El poder de la distorsión del discurso
Pero aunque trolear genere clics, gobernar exige otra cosa. La democracia necesita diálogo, negociación y respeto por la pluralidad y el trollismo libertario destruye justamente eso. El racismo se disfraza de ironía, la discriminación se presenta como libertad de expresión, y el desprecio por la diferencia se legitima como “batalla cultural”.
Sergio Caggiano explica en su libro “El sentido común visual” que “lo que se construye es una percepción compartida de que los argentinos son blancos, y todo lo demás pertenece a otro lugar”. Por eso los pueblos originarios aparecen apenas como decorado, descalzos, con lanzas o harapos, como si fueran parte de un pasado ya extinto.
Y este discurso le sirve a la política para reescribir la historia y justificar el presente.
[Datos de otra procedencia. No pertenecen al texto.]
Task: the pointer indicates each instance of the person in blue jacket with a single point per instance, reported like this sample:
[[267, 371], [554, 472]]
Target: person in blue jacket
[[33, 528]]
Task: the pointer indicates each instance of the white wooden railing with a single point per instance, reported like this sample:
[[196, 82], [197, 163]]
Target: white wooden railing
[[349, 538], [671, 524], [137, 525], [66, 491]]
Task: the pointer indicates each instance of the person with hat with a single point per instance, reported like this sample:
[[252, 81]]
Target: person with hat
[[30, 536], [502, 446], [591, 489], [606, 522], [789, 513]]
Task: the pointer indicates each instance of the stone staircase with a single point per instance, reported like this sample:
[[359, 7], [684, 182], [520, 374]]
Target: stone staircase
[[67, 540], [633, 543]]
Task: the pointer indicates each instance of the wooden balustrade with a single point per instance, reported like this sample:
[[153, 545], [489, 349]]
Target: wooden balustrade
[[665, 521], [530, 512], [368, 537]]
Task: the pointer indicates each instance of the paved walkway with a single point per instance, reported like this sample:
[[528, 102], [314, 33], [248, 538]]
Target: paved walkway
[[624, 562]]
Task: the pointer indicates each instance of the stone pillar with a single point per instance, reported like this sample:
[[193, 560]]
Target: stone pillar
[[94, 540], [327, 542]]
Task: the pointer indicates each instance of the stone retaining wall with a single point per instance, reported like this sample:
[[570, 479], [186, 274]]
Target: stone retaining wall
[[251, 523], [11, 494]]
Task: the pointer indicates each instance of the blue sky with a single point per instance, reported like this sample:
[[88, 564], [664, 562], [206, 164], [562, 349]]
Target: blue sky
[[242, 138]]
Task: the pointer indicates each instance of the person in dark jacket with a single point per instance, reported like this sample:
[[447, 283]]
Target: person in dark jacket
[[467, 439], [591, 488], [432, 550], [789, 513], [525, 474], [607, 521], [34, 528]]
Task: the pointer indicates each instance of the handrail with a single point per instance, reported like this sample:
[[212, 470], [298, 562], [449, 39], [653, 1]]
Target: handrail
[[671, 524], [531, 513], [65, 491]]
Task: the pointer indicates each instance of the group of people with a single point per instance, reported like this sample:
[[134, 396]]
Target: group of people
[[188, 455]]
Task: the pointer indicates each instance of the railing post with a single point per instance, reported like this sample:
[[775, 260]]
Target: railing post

Si los pueblos originarios son vistos como un vestigio del pasado, no hay problema en quitarles sus tierras, si el país se piensa como blanco y europeo, las políticas de inclusión, reparación o diversidad se vuelven innecesarias. Y si los negros, los marrones, los indígenas son invisibles, entonces tampoco son parte del pueblo que protesta.
La realidad es que Argentina es mestiza, “marrón” y diversa. En cada uno de nosotros hay rastros de esa mezcla que los trolls niegan y que las políticas libertarias intentan borrar. La Argentina blanca no existe ni existió y es una tarea urgente reconocerlo porque sino nos jugamos la posibilidad de una democracia que se reconozca plural, que acepte su historia y la repare.

La patria criolla
Si bien hoy el Gobierno de Javier Milei intenta volver atrás, la historia necesita mucho más que un tweet enojado o un cambio de nombre para que nos olvidemos quienes somos. Los pueblos originarios siguen reclamando por sus territorios, las comunidades afrodescendientes siguen exigiendo visibilidad y millones de personas no se identifican como nada más que puro argentino.
El 12 de octubre debería ser eso: un día para reconocer la pluralidad y la mezcla que nos constituyen, no un tributo a una raza inexistente, ni un guiño a los trolls del odio. Porque Argentina no nació bajada de un barco. Argentina se formó con años y años de culturas, pueblos y lenguas mezclándose bajo el mismo sol patrio.